Canada’s Drag Race isn’t the American series – and that’s kind of the point.
Between them, Stacey, Jeffrey and Brooke certainly have the chops – if not to match RuPaul, then to carve out their own, uniquely northern lane.
The format of the show is mostly unchanged – in the opener, the queens recreate the iconic “gone with the wind” photoshoot challenge of season two, precariously fluttering eyelashes and all.
Overall, it’s a solid opener with an interesting cast. Is the next Shea Coulée or Trixie Mattel among them? Probably not, but that isn’t really the point. It would be unfair to compare the queens to their American counterparts, many of whom enter the competition with a wardrobe of custom-made gowns and a massive drag ecosystem at their disposal.

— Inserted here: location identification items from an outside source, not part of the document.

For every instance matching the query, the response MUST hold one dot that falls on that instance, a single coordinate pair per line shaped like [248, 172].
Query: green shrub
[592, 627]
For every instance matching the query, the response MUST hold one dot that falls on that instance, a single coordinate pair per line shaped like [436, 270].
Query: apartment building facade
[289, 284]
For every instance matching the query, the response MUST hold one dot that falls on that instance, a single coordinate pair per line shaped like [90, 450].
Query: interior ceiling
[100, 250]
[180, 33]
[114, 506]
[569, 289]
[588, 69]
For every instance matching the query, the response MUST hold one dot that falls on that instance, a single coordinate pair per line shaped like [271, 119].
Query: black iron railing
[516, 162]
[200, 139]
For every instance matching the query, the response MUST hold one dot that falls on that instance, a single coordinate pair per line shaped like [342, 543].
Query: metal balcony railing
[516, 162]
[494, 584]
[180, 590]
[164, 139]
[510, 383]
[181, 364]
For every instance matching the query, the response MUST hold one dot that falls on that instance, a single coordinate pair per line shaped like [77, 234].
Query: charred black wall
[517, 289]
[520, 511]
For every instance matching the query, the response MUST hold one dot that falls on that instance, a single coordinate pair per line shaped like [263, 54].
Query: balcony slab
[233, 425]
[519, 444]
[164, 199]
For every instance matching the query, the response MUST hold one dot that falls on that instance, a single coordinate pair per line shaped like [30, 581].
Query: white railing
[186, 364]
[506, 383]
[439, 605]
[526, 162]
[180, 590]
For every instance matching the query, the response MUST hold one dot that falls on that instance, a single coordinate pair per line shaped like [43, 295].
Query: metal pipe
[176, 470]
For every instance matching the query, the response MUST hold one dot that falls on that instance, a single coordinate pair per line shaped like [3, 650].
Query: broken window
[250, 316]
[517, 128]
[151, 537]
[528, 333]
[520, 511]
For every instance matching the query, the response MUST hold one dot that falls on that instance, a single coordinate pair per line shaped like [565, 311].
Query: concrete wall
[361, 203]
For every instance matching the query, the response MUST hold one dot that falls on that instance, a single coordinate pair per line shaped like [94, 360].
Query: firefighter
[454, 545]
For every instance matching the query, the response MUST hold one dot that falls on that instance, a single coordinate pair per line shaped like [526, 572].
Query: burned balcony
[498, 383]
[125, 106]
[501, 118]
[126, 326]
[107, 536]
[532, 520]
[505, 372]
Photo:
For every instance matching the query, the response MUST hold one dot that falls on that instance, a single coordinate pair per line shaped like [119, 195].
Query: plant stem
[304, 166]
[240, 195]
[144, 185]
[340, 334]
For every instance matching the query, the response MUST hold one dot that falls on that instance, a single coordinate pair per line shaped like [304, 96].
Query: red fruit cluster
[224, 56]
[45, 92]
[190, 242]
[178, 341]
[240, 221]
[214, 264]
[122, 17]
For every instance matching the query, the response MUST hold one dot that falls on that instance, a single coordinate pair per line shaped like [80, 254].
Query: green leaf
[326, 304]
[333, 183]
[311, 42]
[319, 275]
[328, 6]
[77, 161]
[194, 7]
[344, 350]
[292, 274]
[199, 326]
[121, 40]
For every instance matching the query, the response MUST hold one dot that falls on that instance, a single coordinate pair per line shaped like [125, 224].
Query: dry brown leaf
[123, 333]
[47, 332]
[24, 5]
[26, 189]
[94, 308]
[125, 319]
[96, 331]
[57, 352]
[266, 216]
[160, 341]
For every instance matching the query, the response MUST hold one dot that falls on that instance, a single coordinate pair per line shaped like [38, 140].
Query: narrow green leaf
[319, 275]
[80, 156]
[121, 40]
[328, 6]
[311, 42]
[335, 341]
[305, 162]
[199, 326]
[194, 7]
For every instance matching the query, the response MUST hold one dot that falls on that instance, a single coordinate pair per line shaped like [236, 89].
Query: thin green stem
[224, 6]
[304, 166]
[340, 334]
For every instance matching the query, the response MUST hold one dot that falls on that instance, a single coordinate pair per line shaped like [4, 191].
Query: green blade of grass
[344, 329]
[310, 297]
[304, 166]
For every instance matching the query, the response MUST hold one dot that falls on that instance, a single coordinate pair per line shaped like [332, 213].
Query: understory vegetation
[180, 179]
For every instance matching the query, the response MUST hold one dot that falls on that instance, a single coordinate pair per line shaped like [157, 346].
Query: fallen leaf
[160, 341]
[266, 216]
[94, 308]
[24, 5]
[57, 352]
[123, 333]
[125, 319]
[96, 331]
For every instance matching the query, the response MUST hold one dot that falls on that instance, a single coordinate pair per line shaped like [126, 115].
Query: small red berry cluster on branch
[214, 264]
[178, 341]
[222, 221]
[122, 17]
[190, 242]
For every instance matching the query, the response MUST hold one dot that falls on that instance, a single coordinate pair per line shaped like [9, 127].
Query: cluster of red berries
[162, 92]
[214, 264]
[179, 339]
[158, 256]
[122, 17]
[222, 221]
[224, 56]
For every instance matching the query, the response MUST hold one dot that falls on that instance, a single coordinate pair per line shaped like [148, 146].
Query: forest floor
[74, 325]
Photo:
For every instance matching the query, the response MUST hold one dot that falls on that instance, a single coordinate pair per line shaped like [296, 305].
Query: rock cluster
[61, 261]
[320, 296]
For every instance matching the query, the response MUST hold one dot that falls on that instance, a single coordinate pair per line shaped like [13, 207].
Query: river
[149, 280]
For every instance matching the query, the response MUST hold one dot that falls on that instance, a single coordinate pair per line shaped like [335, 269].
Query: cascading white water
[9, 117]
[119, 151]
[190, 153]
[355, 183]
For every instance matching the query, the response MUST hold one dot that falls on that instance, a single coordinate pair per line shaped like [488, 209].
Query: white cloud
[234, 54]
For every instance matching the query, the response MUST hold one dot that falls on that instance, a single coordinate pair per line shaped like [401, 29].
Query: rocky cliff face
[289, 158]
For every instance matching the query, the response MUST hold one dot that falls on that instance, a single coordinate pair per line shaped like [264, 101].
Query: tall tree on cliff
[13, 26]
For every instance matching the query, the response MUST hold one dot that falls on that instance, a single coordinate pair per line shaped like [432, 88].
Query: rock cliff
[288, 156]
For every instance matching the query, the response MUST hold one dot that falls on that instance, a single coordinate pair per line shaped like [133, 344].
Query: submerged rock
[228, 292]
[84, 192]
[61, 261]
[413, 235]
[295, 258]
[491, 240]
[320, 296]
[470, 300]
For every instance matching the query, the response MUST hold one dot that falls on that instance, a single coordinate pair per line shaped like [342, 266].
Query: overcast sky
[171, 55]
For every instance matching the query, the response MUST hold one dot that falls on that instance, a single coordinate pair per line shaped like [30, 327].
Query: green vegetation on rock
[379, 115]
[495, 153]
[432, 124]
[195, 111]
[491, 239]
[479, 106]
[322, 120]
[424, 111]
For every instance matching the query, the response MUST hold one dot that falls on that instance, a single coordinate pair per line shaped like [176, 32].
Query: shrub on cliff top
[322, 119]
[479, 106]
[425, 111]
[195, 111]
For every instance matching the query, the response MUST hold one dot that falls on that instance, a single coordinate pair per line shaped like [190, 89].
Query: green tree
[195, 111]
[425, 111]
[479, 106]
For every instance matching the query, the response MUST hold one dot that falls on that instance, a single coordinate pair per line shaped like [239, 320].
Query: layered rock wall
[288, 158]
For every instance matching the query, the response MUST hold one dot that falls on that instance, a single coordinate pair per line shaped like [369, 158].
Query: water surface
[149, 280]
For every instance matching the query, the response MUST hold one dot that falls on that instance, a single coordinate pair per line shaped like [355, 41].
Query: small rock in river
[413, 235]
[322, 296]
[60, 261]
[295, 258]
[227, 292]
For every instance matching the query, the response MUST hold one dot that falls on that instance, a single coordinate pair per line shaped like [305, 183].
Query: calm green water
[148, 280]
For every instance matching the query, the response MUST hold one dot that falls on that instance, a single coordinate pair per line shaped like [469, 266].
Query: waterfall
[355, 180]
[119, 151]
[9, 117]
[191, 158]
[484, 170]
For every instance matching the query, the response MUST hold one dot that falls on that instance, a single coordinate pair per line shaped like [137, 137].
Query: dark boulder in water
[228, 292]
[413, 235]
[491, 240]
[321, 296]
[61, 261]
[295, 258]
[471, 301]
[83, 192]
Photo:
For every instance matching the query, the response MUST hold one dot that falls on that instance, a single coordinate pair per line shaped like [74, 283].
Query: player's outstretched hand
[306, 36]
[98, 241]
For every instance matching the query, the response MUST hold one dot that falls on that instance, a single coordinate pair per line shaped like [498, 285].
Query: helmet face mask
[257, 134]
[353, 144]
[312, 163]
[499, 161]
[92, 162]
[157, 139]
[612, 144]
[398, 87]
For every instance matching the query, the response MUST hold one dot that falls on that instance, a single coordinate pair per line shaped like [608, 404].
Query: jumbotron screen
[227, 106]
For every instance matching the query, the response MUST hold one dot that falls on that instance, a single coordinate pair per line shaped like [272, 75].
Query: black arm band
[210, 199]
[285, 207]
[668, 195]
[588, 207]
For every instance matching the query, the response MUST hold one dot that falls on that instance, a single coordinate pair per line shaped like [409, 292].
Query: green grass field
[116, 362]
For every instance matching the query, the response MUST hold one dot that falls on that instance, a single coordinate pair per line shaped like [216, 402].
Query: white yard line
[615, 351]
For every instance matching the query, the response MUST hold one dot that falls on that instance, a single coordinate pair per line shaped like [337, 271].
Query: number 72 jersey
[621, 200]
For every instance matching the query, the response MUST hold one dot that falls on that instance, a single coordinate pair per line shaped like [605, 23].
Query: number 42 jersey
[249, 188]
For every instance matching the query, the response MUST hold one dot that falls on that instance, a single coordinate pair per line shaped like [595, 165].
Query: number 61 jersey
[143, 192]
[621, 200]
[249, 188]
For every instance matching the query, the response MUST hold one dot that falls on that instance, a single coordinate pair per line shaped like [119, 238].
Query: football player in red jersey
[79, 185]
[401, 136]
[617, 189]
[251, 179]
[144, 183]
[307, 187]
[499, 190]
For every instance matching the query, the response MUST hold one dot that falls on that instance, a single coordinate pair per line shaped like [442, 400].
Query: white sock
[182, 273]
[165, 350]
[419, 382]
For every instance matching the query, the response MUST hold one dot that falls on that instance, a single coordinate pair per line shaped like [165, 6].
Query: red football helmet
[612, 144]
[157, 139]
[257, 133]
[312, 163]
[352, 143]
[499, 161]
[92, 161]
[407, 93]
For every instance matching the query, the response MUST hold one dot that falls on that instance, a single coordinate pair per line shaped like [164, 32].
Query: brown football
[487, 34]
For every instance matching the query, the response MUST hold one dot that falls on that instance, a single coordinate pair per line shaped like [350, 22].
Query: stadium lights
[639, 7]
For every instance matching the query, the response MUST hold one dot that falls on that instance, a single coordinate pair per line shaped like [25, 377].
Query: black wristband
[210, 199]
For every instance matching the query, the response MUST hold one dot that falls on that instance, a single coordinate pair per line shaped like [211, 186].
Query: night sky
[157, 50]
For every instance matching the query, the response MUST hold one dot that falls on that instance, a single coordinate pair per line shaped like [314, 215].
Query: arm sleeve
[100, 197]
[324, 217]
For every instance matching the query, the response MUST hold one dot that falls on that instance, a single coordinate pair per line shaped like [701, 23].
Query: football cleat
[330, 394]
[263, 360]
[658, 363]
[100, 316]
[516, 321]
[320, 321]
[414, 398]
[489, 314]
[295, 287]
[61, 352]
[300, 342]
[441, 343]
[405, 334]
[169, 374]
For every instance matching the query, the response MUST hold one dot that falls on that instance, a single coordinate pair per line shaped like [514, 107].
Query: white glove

Similarly, it’s not really fair to hold Canada’s Drag Race to the same standard as the US show, which has been running for 18 seasons (if you count the All Stars and Celebrity spin-offs). The Canadian version feels plucky, less laser-focused than what we’re (sometimes) used to, for sure, but full of charm and promise.
“It was like a play land for us, we were having so much fun,” says Brooke, adding that the most challenging part was sending one queen packing each week.
“I didn’t know I was gong to be so emotionally shook by it each week,” adds Jeffrey, Stacey nodding in the square next to him,
” But they’re all winners at the end of the day, I’m not worried about a single one of them.”
The first episode of Canada’s Drag Race is available to stream on BBC iPlayer now, with new episodes arriving on Fridays.